突如として1万人が送り込まれた不思議な世界。誰もどうやってここに来たのか記憶するものは居らず、選ばれた人間にも一貫性は見られない。そこには人が住むより先に建物があった。
食料も備えられていた。四方を森に囲まれ、近くには湖もあり自然の環境も整っていた。人が住む環境が、そこには既に備わっていた。
それぞれに役割を与え、人々は助け合いながら生きていた。何故自分たちがこの世界に送り込まれたのか、それを知らずに人々は生きていた。
今でも、ネフェティアに来た日を鮮明に覚えている。
記憶は、町のど真ん中で倒れていたことから始まった。目を覚まし、見た景色は自分が初めて見るものだった。
それから自然と人が集まり始め、町の中央広場に人だかりが出来た。誰もが、人が集まっているという安心感を求めた。

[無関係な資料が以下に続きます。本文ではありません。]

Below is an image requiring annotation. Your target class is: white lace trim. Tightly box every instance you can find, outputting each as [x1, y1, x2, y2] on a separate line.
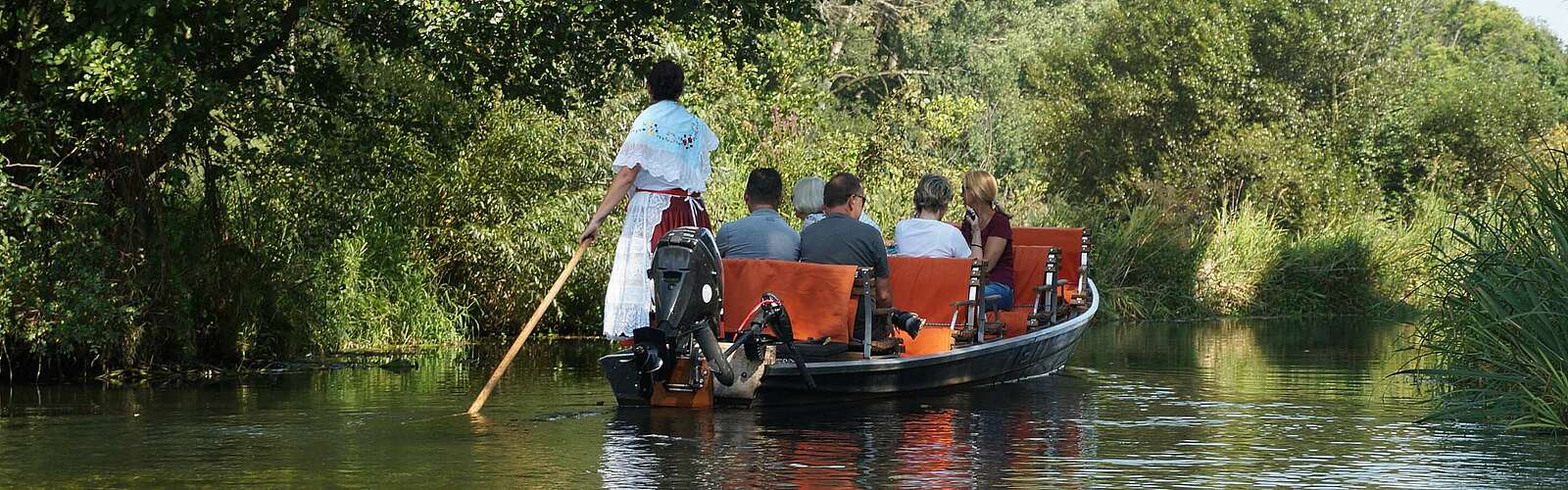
[604, 192, 674, 338]
[612, 140, 713, 192]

「ここはどこだ」「一体何が起こったんだ」「この町はなんなんだ」「拉致されたのか」
人々は現在の状況における不平不満を吐露した。誰も知らない町に放り出された現実。しかし、それに明確な答えをくれる存在は現れなかった。次第に人々の中で不安が渦を巻いた。先が見えないことを、誰もが恐怖した。
やがて騒ぎは自然と治まっていった。文句を言っても、無駄だと言う事に嫌でも気が付いたからだ。その中で暴徒化する人がいなかったのは幸いだった。
だが逆にその広場をどんよりとした空気が包み込んだ。誰もがこの状況に絶望していた。これから先の未来に誰も希望を抱けなかった。
―そんな時だ。
「えー皆さん、お集まりでしょうか」
拡声器を通した機械的な声が広場に響いた。人々の視線はその発信源へと向けられる。
広場に隣接する五階建ての建物、その五階部分の窓際に、一人の男性が拡声器を片手に立っていた。
ぼさぼさの髪に縁の太い眼鏡、クシャクシャのワイシャツ。はっきり言って風貌は良いとは言えなかった。
その男は一度人々を確認するように広場を見渡し、再び拡声器を構えて声を大にして言う。
「ようこそ皆さん!楽園と監獄の世界、ネフェティアへ!」
それがこの世界の始まりだった。